Ever since state senator and congressional candidate for Nebraska's 1st District Kate Bolz was young, she has wanted to help people.
“My motivation for running for office is not different from motivation for becoming a social worker,” she said. “I’ve always had an interest in helping people and doing the best I can to help them.”
Bolz made a campaign stop in Blair on Wednesday for a “Tailgate with Kate” event outside the Blair Public Library and Technology Center. She is running against U.S. Congressman Jeff Fortenberry.
The decision to run for Congress was confirmed for Bolz when she was in her church in her hometown of Palmyra.
“I was looking at the congregation and thinking if this was something I should do, and I realized if I cared about those people, cared about their access to healthcare or if they had jobs or not that could keep them in Nebraska, I have an opportunity and responsibility to step up and fight,” she said.
In the Legislature, she is chair of the Economic Development Task Force and a member of the Executive Board and Retirement Committee. She also serves on several special committees.

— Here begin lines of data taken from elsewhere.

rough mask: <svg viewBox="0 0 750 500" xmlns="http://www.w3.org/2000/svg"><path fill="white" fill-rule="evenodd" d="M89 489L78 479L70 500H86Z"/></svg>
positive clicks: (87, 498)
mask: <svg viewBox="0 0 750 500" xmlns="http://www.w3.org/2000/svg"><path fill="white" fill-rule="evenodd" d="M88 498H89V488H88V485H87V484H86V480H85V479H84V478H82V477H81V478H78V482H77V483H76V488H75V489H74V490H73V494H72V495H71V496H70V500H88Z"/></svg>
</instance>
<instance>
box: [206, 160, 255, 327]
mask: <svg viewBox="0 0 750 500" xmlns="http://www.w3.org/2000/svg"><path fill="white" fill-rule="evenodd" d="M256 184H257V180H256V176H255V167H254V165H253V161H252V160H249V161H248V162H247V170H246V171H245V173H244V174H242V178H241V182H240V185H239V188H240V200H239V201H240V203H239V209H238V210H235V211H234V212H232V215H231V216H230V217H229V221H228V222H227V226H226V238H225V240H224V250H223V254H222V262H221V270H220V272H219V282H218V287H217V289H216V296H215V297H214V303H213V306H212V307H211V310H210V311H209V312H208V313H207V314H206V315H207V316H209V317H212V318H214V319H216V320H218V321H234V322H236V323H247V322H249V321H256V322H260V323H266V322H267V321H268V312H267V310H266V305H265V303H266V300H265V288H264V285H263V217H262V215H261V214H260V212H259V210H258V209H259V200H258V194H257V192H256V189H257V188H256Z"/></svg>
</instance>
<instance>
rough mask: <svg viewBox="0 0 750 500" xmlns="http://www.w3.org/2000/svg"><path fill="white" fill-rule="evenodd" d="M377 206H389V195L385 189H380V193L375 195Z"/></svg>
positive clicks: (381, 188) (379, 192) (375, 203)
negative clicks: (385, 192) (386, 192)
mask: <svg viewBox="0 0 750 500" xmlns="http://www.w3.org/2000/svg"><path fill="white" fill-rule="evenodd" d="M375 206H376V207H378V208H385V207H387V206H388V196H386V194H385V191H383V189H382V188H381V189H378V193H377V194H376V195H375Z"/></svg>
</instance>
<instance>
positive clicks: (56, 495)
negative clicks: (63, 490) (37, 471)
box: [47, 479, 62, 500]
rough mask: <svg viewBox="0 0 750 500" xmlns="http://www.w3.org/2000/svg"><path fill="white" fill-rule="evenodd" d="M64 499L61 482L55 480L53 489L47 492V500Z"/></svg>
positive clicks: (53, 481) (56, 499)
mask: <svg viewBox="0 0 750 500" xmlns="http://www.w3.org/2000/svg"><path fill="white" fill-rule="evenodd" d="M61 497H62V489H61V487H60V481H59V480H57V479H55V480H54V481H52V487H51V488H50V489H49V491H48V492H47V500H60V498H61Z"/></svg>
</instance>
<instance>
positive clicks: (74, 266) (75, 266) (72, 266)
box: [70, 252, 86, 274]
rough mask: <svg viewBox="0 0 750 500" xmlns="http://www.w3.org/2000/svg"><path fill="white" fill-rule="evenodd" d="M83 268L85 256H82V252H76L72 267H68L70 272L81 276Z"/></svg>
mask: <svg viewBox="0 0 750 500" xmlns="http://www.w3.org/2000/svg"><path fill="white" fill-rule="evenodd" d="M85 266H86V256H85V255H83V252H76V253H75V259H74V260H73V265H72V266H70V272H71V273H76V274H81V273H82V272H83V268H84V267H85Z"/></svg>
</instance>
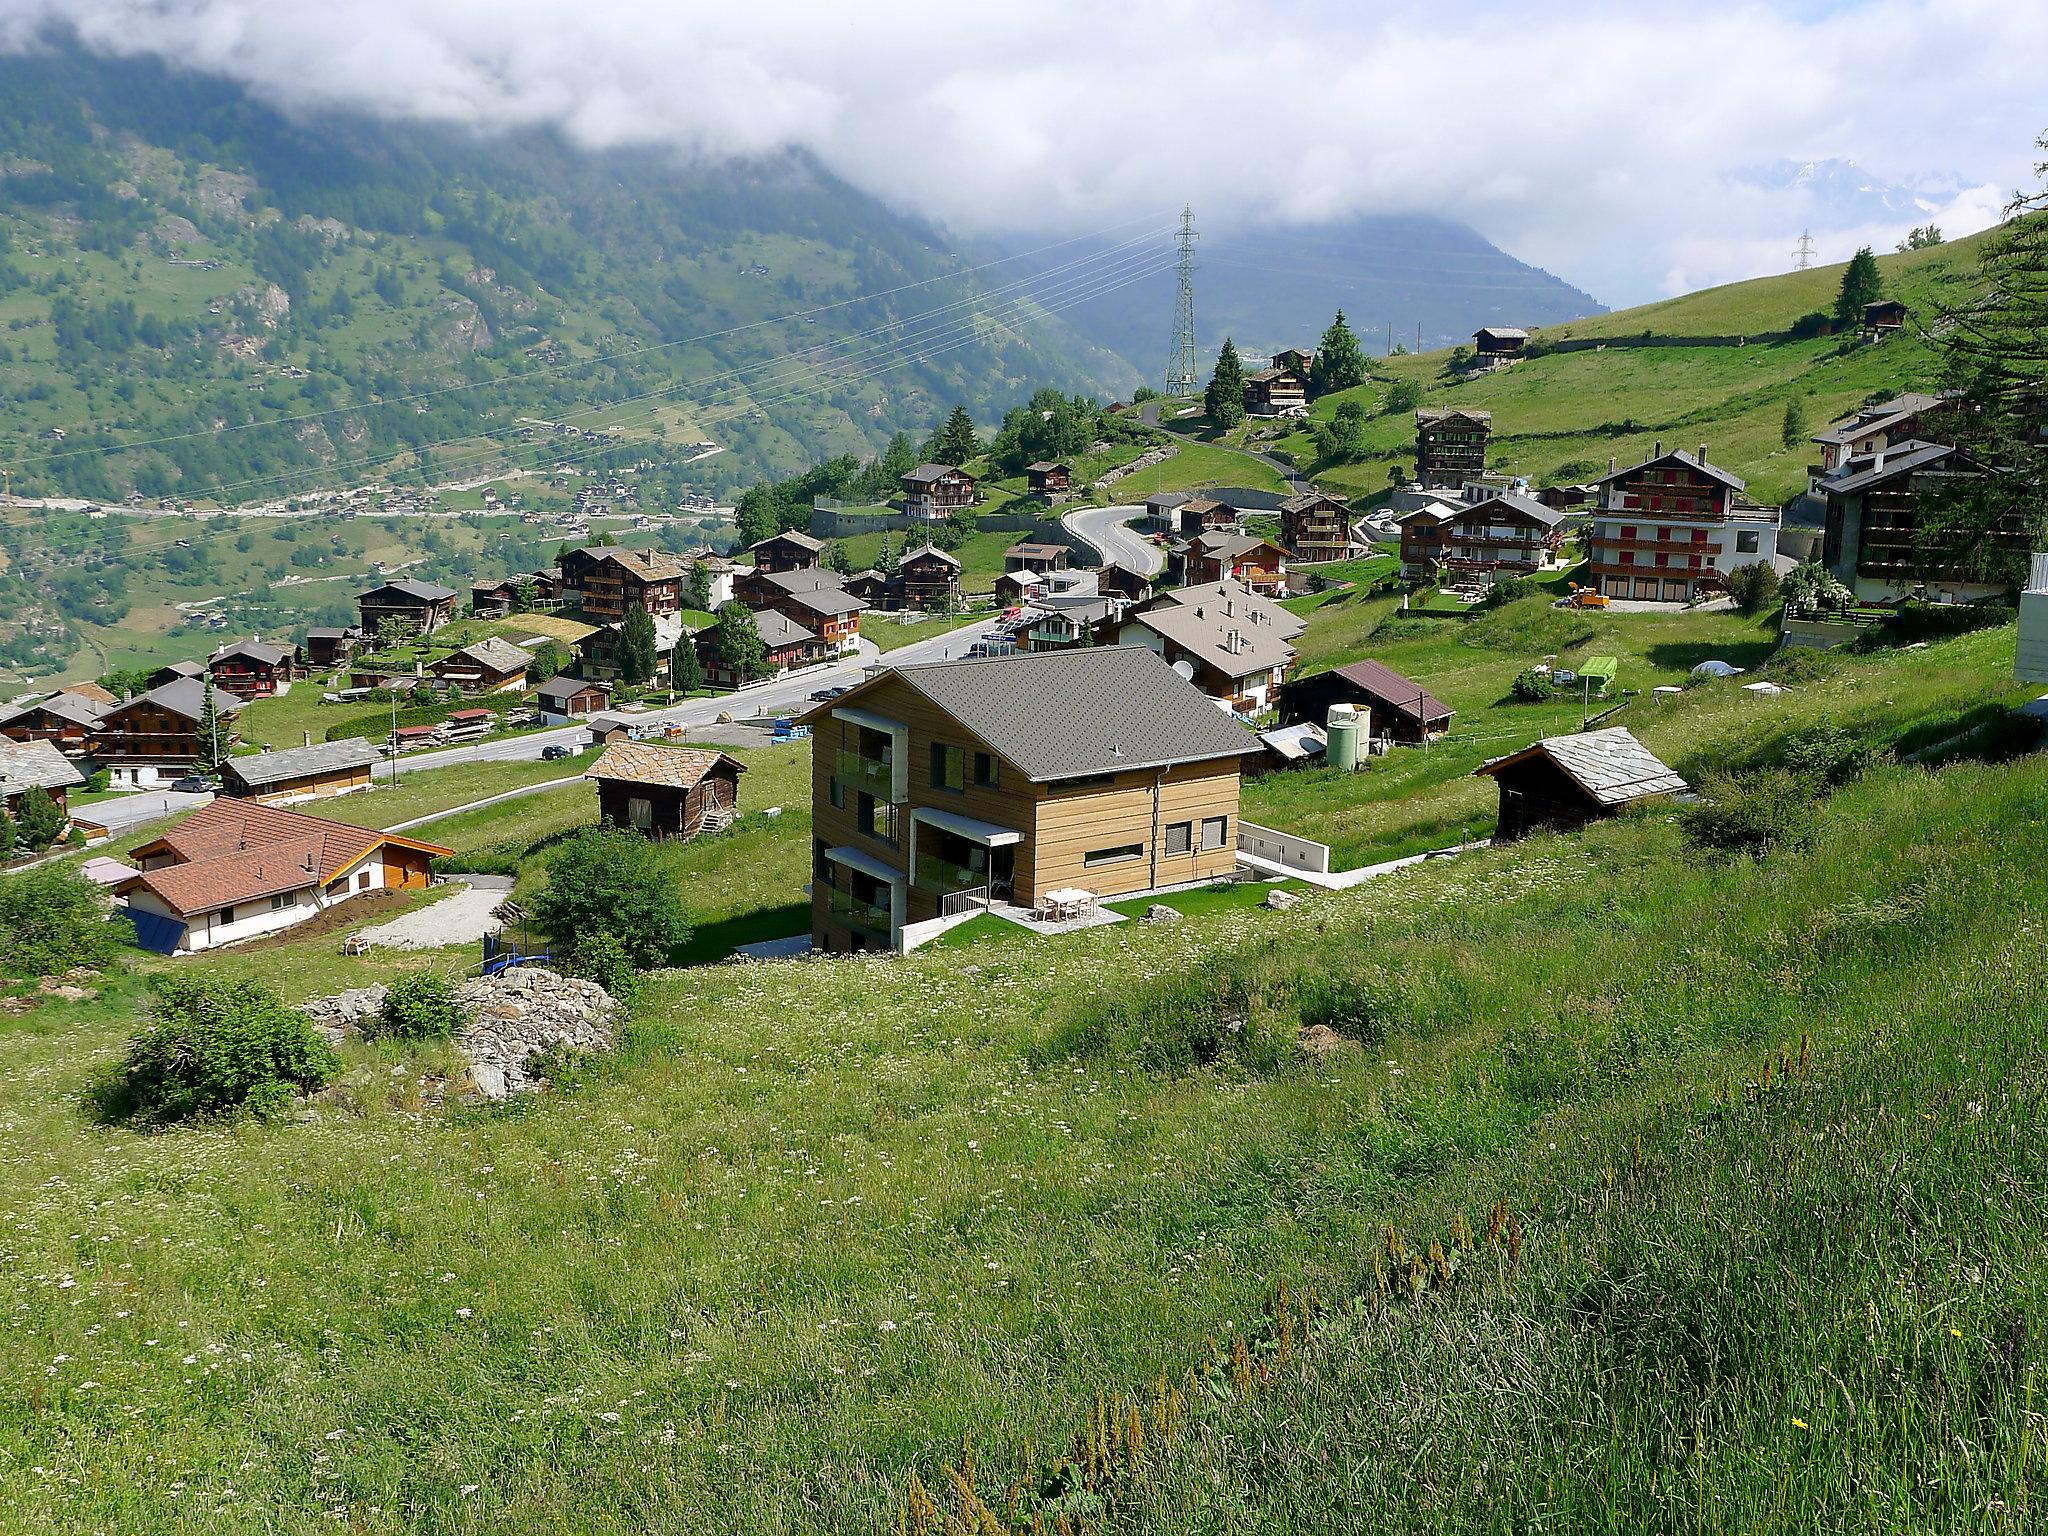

Her experience in the Legislature will translate to work in Congress, she said.
“I always think the U.S. Congress has so much to learn from the Nebraska unicameral as a nonpartisan body,” Bolz said. “You can’t burn bridges, hold grudges and work in a fully partisan manner and expect to get anything done.”
She said working with people from all perspectives and geographic areas, especially on the appropriations committee, and coming to a common ground on a balanced budget, goes a long way in the direction she would like Washington, D.C., to take.
“You compromise on some things, give more than you want sometimes to give, but you stand your ground when you feel like you need to get something out of the negotiation, and at the end of the day if it is in best interest of the state it should come forward,” Bolz said.
Bolz said her top priority is health care, a topic she’s passionate about personally, as well as knowing from data and conversations with thousands of people that it is a priority to Nebraskans, even before the coronavirus pandemic.
Another priority is bringing common sense and compassion back to American politics, she said.
“We need to find common ground,” Bolz said.